I sat parked long after Jason left to return to Redding, Ca. Grateful for the young man's faithfulness and appreciative of his willingness to speak, yet without a grid for how to process what he had spoken. Indeed, the Holy Spirit needs to guide us through such places.
Over the last couple of weeks, the Holy Spirit showed me I had shaped portions of my personality around a fictitious character. Someone who I wanted to be, but not necessarily who God created me to be. I had given the fictitious characters the job of protecting me from the mocking voices in my head telling me I was weak, a failure, and unworthy for any gift from God. (read part I from this series).
Here are six things I've learned.
1. Identify soul wounds. Such wounds show up in our behaviors such as consistent domineering or subservient behavior, outbursts of anger, inability to handle correction, self-absorbed mindsets, consistently negative outlook, escapism, angry with God-self-others, low self esteem. loner tendencies, out of balance giving or receiving etc. Ask the Holy Spirit to reveal than write down the soul wound (s) you discover.

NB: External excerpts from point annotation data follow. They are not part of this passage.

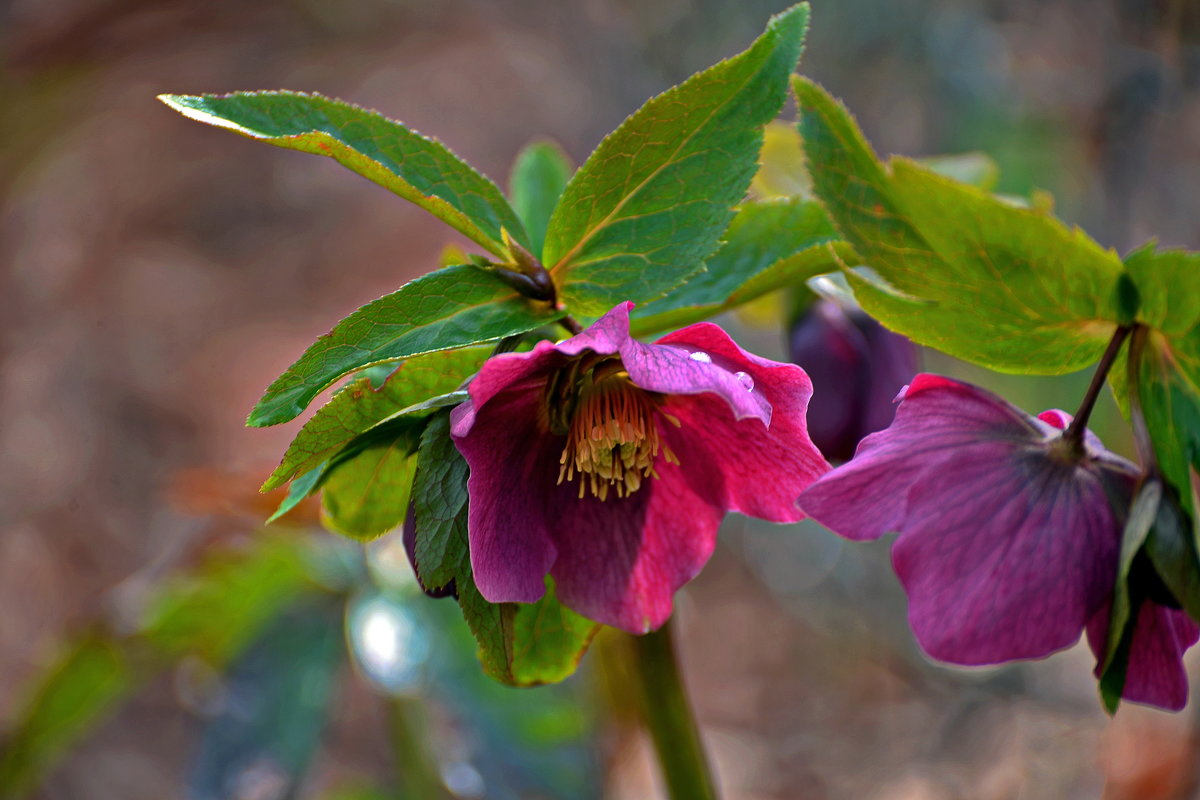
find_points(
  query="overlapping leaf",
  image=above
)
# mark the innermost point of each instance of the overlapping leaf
(89, 679)
(449, 308)
(539, 175)
(414, 167)
(366, 494)
(361, 404)
(955, 269)
(1171, 407)
(783, 170)
(762, 236)
(519, 643)
(1168, 377)
(651, 203)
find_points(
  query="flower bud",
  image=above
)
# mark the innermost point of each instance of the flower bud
(857, 368)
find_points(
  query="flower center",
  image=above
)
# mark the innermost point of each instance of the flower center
(612, 440)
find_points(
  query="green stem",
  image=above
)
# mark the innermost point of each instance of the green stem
(417, 767)
(667, 715)
(571, 325)
(1137, 416)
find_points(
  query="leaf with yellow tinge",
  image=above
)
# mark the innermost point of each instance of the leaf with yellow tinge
(360, 405)
(453, 307)
(519, 643)
(762, 251)
(366, 494)
(653, 199)
(539, 175)
(71, 698)
(414, 167)
(954, 268)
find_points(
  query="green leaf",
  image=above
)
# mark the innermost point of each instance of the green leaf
(651, 203)
(539, 175)
(288, 675)
(959, 270)
(1173, 552)
(72, 697)
(449, 308)
(414, 167)
(519, 643)
(761, 235)
(363, 403)
(301, 487)
(1169, 290)
(366, 494)
(1170, 403)
(781, 168)
(549, 639)
(215, 611)
(972, 168)
(1121, 618)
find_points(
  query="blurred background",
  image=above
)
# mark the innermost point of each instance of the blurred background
(156, 274)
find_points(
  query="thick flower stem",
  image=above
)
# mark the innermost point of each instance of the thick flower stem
(667, 714)
(1137, 416)
(1074, 433)
(415, 763)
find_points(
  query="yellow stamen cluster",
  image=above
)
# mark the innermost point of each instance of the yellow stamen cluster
(612, 438)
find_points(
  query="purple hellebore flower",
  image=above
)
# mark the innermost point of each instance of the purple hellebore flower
(609, 463)
(857, 367)
(1008, 539)
(1161, 637)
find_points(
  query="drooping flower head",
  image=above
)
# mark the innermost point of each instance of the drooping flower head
(857, 367)
(1008, 534)
(609, 463)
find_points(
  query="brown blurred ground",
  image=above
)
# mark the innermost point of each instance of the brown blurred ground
(156, 274)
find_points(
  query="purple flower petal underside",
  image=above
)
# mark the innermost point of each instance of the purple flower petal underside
(1155, 674)
(727, 429)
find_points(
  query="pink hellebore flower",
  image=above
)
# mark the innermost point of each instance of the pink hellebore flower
(1008, 536)
(609, 463)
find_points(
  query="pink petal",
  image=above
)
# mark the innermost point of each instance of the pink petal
(868, 497)
(1161, 637)
(1005, 552)
(514, 465)
(679, 365)
(763, 467)
(621, 560)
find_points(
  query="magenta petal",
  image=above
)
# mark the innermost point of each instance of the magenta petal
(1005, 549)
(511, 545)
(606, 336)
(621, 560)
(1161, 637)
(868, 497)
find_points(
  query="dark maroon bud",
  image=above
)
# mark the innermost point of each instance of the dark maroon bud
(857, 367)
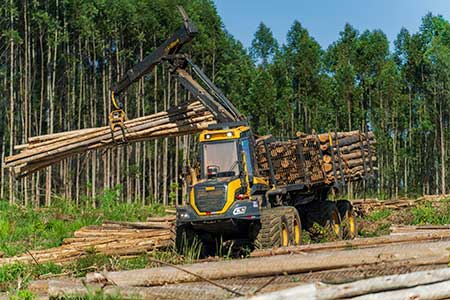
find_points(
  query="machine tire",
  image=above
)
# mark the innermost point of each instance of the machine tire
(333, 218)
(348, 219)
(270, 232)
(294, 223)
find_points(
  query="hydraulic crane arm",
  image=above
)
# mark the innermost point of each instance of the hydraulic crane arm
(170, 47)
(211, 96)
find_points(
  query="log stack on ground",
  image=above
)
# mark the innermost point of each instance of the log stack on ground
(123, 239)
(367, 206)
(45, 150)
(317, 158)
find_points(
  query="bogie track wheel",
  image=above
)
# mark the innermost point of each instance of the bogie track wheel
(348, 217)
(334, 219)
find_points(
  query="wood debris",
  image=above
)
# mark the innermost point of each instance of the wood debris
(45, 150)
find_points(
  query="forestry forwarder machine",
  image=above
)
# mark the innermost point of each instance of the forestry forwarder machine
(228, 198)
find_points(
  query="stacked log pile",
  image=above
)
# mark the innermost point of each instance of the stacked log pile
(412, 230)
(42, 151)
(433, 284)
(323, 158)
(365, 207)
(110, 238)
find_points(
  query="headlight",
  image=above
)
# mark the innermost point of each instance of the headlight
(184, 215)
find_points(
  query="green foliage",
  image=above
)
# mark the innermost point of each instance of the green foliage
(23, 229)
(427, 214)
(19, 274)
(264, 45)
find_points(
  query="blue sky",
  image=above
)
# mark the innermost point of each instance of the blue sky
(326, 18)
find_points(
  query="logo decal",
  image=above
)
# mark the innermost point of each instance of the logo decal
(239, 210)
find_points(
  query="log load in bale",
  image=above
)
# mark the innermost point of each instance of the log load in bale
(45, 150)
(317, 158)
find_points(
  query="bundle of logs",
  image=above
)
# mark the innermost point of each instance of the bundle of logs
(122, 239)
(45, 150)
(317, 158)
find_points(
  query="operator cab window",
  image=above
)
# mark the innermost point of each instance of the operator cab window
(245, 143)
(220, 159)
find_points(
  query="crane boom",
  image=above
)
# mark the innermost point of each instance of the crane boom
(211, 96)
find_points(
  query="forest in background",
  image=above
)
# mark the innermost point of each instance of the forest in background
(58, 59)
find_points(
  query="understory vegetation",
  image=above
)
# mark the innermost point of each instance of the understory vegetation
(59, 58)
(23, 229)
(26, 228)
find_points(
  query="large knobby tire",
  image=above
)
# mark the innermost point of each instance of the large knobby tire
(348, 219)
(292, 217)
(333, 219)
(270, 233)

2. Cut yourself some slack. You are in great company. This is a big "me too" says everyone. As Graham Cooke says, God works from our present fullness to our future completion and so should we. Dealing with soul wounds will be a process that should be driven by a desire to live an abundant and joy filled life. Feelings of guilt, shame or accusation should be dealt with and removed.
3. Go through the steps of forgiveness. Unable to come up with a name, I petitioned heaven to hold no sin against any other human on my account (John 20:23) and asked for forgiveness for sin tendencies the Holy Spirit revealed to me. (1 John 1:9). I followed this up with taking communion.
4. Get a partner named Jesus. Read Isaiah chapters 53 and 61.
5. Monitor progress and allow a close friend to help. When my personality is influenced by a soul wound, I want a few (2-3 with one of them being my wife) to help me see it.
6. These steps shouldn't be skipped. I had mistakenly thought I had dealt with these wounds through the spirit part of "body, soul, spirit (1 Thess 5:23). All I had done was sidestep them:)
Love you all tons but Father God loves you tons more. He has an abundant, joy filled life reserved for you and I.